Analysis and Conclusion
The Asset Managers’ Report and the Investors’ Report each detail a set of principles and recommended best practices that may be useful to fund managers and investors regardless of size, investment objective or risk exposure. While this alert seeks to highlight certain key topics discussed in the Reports, such as disclosure, risk management and due diligence, the Reports go into great detail regarding numerous topics not discussed in detail herein, such as effective trading and business operations, business continuity, conflicts of interest management and instituting procedures for more effective management of illiquid investments.
The maintenance, strengthening and/or implementation of strong business and compliance practices will likely have a profound positive effect on a hedge fund’s business, particularly considering the current economic climate.
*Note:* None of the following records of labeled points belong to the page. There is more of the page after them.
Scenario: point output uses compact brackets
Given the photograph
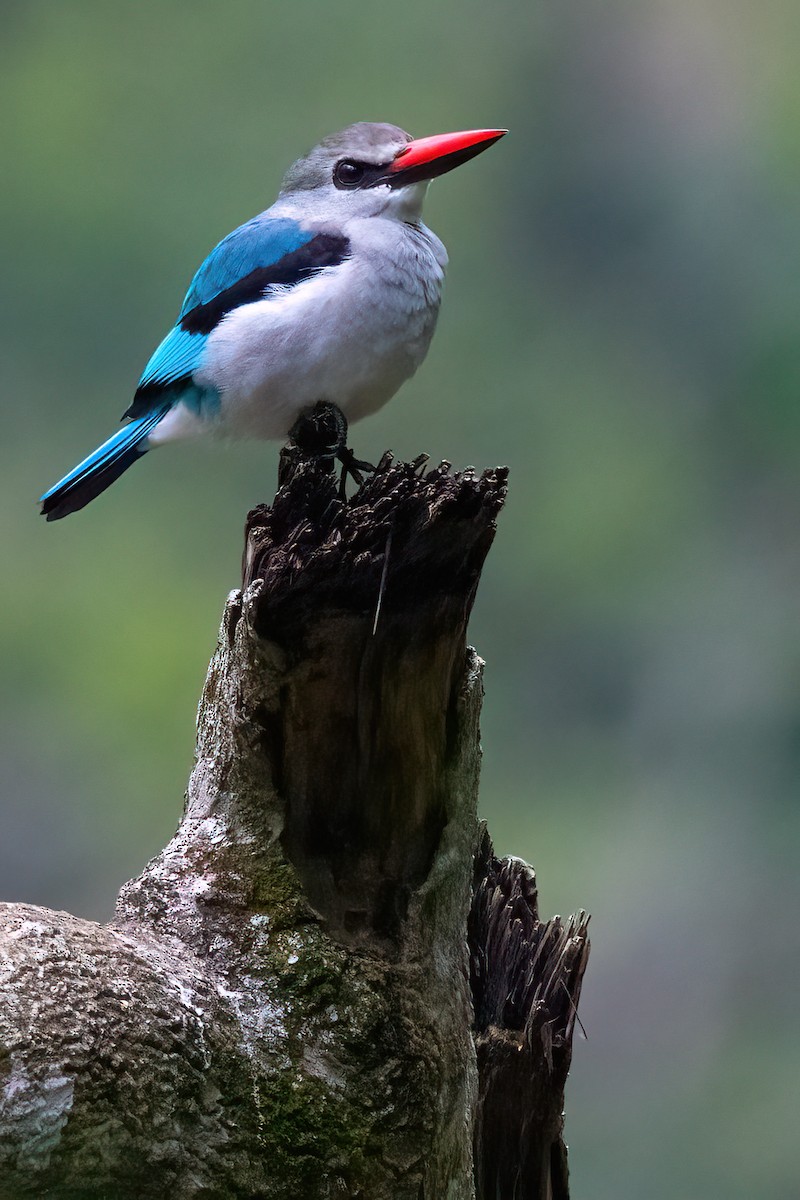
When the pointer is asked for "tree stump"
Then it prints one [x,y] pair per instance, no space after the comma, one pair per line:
[286,1005]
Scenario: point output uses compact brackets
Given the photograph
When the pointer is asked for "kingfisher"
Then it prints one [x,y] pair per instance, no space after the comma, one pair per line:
[329,299]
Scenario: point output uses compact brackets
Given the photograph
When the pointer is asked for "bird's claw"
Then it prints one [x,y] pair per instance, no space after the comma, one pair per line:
[322,435]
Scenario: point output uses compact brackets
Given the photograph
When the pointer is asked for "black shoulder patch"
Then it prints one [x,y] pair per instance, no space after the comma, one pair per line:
[324,250]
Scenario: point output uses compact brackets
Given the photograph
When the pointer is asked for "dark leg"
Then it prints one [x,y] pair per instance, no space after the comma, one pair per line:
[322,435]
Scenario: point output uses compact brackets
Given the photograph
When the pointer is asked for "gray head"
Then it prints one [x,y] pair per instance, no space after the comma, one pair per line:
[376,169]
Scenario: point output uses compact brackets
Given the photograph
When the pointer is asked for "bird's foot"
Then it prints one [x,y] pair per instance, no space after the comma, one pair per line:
[322,435]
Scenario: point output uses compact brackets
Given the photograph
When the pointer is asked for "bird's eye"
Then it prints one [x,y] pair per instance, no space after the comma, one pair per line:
[349,173]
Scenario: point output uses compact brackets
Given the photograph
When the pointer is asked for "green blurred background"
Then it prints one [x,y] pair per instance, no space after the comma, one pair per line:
[620,327]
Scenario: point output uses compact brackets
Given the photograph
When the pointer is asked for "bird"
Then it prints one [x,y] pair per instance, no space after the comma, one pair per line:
[329,298]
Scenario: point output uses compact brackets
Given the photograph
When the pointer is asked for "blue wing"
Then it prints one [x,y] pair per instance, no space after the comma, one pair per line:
[263,253]
[259,244]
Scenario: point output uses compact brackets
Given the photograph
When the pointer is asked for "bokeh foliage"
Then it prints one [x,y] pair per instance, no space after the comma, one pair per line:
[620,327]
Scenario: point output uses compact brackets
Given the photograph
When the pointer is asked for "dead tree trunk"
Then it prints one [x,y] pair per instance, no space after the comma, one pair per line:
[283,1005]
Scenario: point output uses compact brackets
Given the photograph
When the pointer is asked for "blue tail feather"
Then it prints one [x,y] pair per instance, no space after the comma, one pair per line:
[100,469]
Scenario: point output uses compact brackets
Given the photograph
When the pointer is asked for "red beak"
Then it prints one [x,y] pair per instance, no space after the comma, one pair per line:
[428,157]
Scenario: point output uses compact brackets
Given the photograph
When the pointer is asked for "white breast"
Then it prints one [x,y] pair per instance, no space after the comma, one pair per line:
[350,335]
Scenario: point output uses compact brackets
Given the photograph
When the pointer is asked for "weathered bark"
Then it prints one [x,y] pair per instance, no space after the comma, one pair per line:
[282,1005]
Although many fund managers may already carry out some of the Reports’ best practices recommendations (because of their status as registered investment advisors, or otherwise), fund managers will likely be expected to devote increased attention to such recommendations in order to meet heightened expectations and requirements of investors, market participants and anticipated legislation. Such recommendations are also important considering the increased focus that the Securities and Exchange Commission and other regulators are expected to devote to compliance and transparency issues under existing laws, rules and regulations.2 Consequently, a robust framework of best practices and compliance procedures by fund managers and hedge funds in general, will be of great importance in maintaining existing operations and attracting future capital infusions.